How many times have you heard this common statement: “we don’t want to get divorced because of our children!!!”? It is ironic that many couples who experience problems in their interpersonal relationships use their children as the excuse for staying in that dysfunctional relationship or marriage. It is understandable that change is difficult especially when facing a conflict with a partner who is supposed to be an effective team mate rather than being against you. Making the effort to get out of a relationship seems hard when you are emotionally trapped. Change seems so challenging when you have children too and you cannot feel confident enough to deal with the future responsibilities alone. There will be financial difficulties, emotional strains and mental or physical suffering. Facing all of these challenges will be tremendously difficult. It is disabling and hard to handle the challenges, so it is natural to feel stuck, trapped and hopeless.
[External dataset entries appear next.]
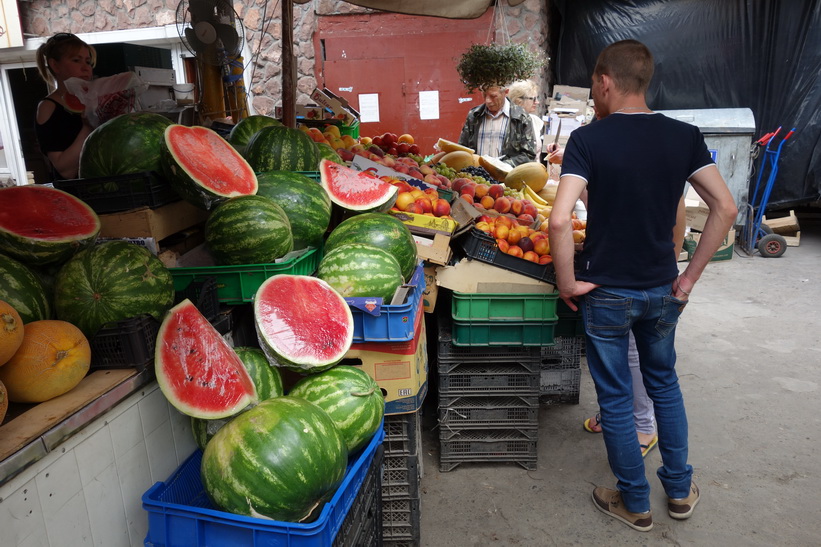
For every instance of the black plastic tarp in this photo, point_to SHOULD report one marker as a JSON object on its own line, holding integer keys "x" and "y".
{"x": 759, "y": 54}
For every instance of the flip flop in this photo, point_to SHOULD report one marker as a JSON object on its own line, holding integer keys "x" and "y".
{"x": 589, "y": 427}
{"x": 646, "y": 448}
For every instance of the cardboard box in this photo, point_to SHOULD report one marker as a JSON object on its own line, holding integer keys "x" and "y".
{"x": 399, "y": 368}
{"x": 156, "y": 223}
{"x": 431, "y": 289}
{"x": 724, "y": 252}
{"x": 696, "y": 212}
{"x": 472, "y": 276}
{"x": 339, "y": 106}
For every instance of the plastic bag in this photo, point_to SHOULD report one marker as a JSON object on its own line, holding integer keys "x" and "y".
{"x": 108, "y": 97}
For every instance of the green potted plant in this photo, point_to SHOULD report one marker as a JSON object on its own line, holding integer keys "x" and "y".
{"x": 483, "y": 66}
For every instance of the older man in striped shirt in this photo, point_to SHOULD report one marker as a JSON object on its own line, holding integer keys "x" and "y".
{"x": 499, "y": 129}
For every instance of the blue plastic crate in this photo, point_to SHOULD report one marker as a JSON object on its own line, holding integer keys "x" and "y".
{"x": 394, "y": 323}
{"x": 181, "y": 515}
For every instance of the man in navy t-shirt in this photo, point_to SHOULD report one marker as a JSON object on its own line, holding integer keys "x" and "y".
{"x": 633, "y": 165}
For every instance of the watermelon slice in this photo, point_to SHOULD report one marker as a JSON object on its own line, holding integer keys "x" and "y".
{"x": 355, "y": 190}
{"x": 203, "y": 168}
{"x": 41, "y": 225}
{"x": 302, "y": 323}
{"x": 197, "y": 371}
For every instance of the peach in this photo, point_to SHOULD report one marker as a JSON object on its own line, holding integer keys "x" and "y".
{"x": 496, "y": 190}
{"x": 502, "y": 204}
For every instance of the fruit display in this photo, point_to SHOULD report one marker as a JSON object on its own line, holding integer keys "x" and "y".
{"x": 295, "y": 442}
{"x": 275, "y": 148}
{"x": 110, "y": 282}
{"x": 356, "y": 191}
{"x": 351, "y": 398}
{"x": 302, "y": 323}
{"x": 11, "y": 332}
{"x": 306, "y": 203}
{"x": 246, "y": 128}
{"x": 52, "y": 359}
{"x": 381, "y": 230}
{"x": 196, "y": 369}
{"x": 55, "y": 224}
{"x": 129, "y": 143}
{"x": 203, "y": 168}
{"x": 361, "y": 269}
{"x": 248, "y": 230}
{"x": 23, "y": 290}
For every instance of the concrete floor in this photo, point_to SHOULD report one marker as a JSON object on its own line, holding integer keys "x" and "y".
{"x": 749, "y": 349}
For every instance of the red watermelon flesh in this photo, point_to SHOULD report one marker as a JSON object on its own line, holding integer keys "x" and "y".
{"x": 197, "y": 371}
{"x": 303, "y": 324}
{"x": 204, "y": 168}
{"x": 356, "y": 190}
{"x": 41, "y": 225}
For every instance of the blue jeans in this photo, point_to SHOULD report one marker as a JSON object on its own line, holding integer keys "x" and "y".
{"x": 609, "y": 314}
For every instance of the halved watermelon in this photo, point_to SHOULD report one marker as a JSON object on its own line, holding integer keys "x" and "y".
{"x": 355, "y": 190}
{"x": 203, "y": 168}
{"x": 302, "y": 323}
{"x": 41, "y": 225}
{"x": 197, "y": 371}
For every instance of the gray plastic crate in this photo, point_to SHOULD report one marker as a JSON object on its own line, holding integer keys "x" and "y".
{"x": 566, "y": 353}
{"x": 473, "y": 446}
{"x": 489, "y": 413}
{"x": 402, "y": 434}
{"x": 492, "y": 379}
{"x": 400, "y": 522}
{"x": 400, "y": 478}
For most parents admitting the fear of failure in handling future responsibilities is anxiety provoking. They unconsciously use their children as the excuse to avoid facing their problems appropriately. Once a parent chooses to stay in a miserable relationship and says “my children need their family to be intact”, she or he feels devoted, responsible, giving, and a “good” parent. They want to save their children’s nest, but guess what happens? When your children live in an environment of continuous turmoil and witness fights, they feel insecure and they will not have a safe nest to begin with. By staying in such conflict, you are clinging to a war zone; you are clinging to the storm that is shaking your offspring’s nest.
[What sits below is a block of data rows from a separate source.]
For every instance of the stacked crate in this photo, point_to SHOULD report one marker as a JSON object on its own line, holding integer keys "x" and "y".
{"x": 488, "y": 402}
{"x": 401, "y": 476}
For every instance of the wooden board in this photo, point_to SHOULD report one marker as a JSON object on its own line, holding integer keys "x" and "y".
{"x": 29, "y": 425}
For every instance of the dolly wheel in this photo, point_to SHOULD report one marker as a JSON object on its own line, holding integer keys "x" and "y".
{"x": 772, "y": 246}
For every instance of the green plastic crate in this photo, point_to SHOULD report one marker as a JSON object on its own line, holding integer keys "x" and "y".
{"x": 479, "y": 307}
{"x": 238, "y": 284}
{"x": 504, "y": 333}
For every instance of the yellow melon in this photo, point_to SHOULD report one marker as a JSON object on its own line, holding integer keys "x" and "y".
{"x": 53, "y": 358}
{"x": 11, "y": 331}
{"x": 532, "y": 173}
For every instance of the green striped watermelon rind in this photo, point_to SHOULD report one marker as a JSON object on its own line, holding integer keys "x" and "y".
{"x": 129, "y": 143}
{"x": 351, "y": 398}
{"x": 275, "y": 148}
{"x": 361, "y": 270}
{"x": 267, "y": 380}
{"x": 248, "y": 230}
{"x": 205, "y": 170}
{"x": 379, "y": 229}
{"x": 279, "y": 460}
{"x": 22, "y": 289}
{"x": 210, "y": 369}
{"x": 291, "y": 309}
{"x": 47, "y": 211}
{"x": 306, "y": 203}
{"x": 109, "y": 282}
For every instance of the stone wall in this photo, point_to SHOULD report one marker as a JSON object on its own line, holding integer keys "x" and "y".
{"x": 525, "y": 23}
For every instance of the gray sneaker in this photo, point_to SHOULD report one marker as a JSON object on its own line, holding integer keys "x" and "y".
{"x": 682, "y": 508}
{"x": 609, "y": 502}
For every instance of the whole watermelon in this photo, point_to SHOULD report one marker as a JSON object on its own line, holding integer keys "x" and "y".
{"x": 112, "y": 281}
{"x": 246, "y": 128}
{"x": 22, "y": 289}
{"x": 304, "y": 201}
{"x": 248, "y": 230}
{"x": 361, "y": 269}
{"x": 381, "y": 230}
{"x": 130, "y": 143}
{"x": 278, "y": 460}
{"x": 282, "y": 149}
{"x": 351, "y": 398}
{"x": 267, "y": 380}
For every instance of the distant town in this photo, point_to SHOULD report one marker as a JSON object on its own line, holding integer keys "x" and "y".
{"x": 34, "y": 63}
Children who witness parental conflict, coldness, sadness, struggle, and domestic violence are mostly depressed, anxious and become empty of internal strengths or resources. The marital conflict, name calling, belittling, constant arguments, fighting, domestic violence, and the silent treatments are all extremely threatening to the children. When a child feels that the only two powerful authorities in his/her life are disabled to solve their own conflict, they lose their faith in parental figures. They feel helpless and hopeless, which leads to anxiety and then depression. These children will live with low self esteem and low self confidence in their future relationships.
For some couples breaking the news of divorce to children is difficult, because they are not sure how their children might react. Children usually pay attention to their parents’ responses and how they take responsibility for their actions. A child feels more secure when faced with less tension and stress, so if you break the news in a very positive, supportive and loving manner then your children have a better chance of understanding and coping. Parents who insist on keeping a dysfunctional pattern at home do not realize that the ones who are suffering the most are children. Children can hear, feel, and understand that there is a huge problem at home, but the reason they don’t talk about it is that they know you don’t have an answer or solution to solve the problem. They either turn to their peers or unreliable resources. They suppress the unpleasant emotions of hurt and live with guilt, anger, and emotional instability.
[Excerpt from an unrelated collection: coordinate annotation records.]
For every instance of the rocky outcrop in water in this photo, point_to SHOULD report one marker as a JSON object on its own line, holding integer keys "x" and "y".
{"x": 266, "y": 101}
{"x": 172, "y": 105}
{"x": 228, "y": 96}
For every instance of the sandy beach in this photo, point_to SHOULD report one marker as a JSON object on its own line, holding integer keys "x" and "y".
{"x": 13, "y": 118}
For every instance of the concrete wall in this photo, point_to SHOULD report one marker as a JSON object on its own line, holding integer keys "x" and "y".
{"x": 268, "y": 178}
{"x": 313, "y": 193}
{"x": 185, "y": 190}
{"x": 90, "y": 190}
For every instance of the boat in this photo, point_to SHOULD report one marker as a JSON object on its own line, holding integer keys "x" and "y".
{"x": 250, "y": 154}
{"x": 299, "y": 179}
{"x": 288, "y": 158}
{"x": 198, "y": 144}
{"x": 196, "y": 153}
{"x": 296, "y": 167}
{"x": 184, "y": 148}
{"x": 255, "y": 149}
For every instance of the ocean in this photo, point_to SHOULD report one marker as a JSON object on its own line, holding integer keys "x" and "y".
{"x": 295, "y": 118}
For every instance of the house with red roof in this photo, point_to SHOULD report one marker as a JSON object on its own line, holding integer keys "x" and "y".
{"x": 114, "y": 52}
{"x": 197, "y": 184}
As parents who want the best for their children, just remember not to use children as the excuse for staying in a life situation that you have no power of changing. By saying you are staying in this marriage because your child needs a father and a mother you are not wrong, but remember a child needs both in a healthy environment. Having stressed, anxious and depressed parents has never served any child or promoted a healthy life style. If you think your marriage is not fulfilling and most of the time you are unhappy or if you are living with constant conflicts and arguments, seeking help is your first step. By staying in a dysfunctional marriage you are teaching your children that you are weak and you are powerless. You are promoting surrendering to life challenges and you are passing a message that coping with pain and suffering is ok.
By taking charge and engaging in finding the resolution to your conflict or examining the possibility of divorce and taking back responsibility for your choices, you and your children benefit greatly. As a responsible parent you promote strength, happiness, and confidence. You tell your children that they are worthy to live in a more peaceful environment. Seeking support and educating yourself about the process of conflict resolution is vital in any situation. The level of appropriate communication with your children in regards with the effect of divorce requires professional help. With proper support divorce doesn’t mean losing anyone, it only means coming to an agreement to change the life circumstances for everyone to live in peace.